Professor Nancy Foner, Hunter College and CUNY Graduate Center
Tuesday, April 26, 2016
3:00 – 4:30 p.m.
509 O’Brian Hall – The Baldy Center
After more than fifty years of large-scale immigration, the U.S. and Western European countries have been dramatically transformed by the huge inflows that have altered the composition of their populations in profound ways and created remarkable --- new -- ethnic, racial, and religious diversity. Why have fears and anxieties about immigrant origin populations and their incorporation taken different forms on the two sides of the Atlantic -- with the religious divide more central in Europe and race and legal status especially pronounced barriers in the U.S.? How can we account for the fact that the U.S. frames national identities in a way that is more inclusive of immigrants and their children than Western European countries do?

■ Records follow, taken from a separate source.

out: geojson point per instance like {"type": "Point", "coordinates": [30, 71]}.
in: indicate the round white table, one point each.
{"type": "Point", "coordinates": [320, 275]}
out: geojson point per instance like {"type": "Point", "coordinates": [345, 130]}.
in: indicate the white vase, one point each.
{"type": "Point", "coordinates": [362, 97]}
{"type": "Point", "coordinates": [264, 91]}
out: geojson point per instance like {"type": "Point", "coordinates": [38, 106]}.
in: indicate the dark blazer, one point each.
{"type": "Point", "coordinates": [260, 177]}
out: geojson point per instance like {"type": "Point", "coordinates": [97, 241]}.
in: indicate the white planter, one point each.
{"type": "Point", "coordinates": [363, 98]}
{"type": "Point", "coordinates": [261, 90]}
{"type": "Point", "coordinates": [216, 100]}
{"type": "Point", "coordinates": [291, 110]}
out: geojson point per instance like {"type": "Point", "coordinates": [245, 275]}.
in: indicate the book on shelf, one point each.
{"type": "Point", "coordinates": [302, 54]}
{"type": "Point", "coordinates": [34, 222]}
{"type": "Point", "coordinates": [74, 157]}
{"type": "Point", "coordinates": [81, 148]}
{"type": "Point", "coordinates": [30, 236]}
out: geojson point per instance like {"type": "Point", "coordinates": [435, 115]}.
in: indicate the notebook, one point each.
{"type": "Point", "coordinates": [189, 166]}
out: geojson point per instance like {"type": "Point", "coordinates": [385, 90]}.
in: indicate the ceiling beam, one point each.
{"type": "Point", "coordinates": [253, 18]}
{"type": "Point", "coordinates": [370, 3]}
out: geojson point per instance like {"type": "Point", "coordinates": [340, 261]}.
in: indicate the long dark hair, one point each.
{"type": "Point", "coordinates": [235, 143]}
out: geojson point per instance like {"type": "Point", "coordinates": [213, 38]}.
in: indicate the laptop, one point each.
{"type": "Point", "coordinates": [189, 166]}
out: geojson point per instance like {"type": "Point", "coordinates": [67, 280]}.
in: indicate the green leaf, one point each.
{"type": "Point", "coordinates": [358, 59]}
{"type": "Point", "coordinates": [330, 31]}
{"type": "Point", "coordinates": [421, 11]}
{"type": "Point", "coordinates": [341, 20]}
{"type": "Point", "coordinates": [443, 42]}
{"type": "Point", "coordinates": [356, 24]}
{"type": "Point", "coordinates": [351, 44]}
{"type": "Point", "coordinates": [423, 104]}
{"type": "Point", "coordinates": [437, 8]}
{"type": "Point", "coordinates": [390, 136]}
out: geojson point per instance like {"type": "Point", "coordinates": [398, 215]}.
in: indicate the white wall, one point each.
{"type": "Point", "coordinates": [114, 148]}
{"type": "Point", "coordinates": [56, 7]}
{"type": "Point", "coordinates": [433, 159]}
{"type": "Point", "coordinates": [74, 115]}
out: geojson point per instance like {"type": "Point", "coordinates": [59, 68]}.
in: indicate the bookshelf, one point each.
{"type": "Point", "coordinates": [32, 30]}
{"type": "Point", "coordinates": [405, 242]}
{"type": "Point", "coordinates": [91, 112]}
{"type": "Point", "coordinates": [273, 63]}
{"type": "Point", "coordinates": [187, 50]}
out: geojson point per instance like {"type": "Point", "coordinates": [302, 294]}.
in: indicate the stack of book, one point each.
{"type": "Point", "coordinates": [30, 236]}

Nancy Foner is Distinguished Professor of Sociology at Hunter College and the Graduate Center of the City University of New York. She has written extensively on immigration issues, with her current work focusing on comparing immigrant minorities in the United States and Europe, the immigrant experience in various American gateway cities, and immigration today with earlier periods in the United States. The author or editor of eighteen books, the most recent are Strangers No More: Immigration and the Challenges of Integration in North America and Western Europe, co-authored with Richard Alba (Princeton University Press, 2015) and Fear, Anxiety, and National Identity: Immigration and Belonging in North America and Western Europe, edited with Patrick Simon (Russell Sage Foundation, 2015). Among her many honors, she received the 2010 Distinguished Career Award from the International Migration Section of the American Sociological Association and in 2011 was elected to the American Academy of Arts and Sciences.
This talk is funded by the Erasmus+ Program of the European Commission. It is co-sponsored by the Jean Monnet Chair, The Center for European Studies (CEUS), and the Baldy Center for Law and Social Policy.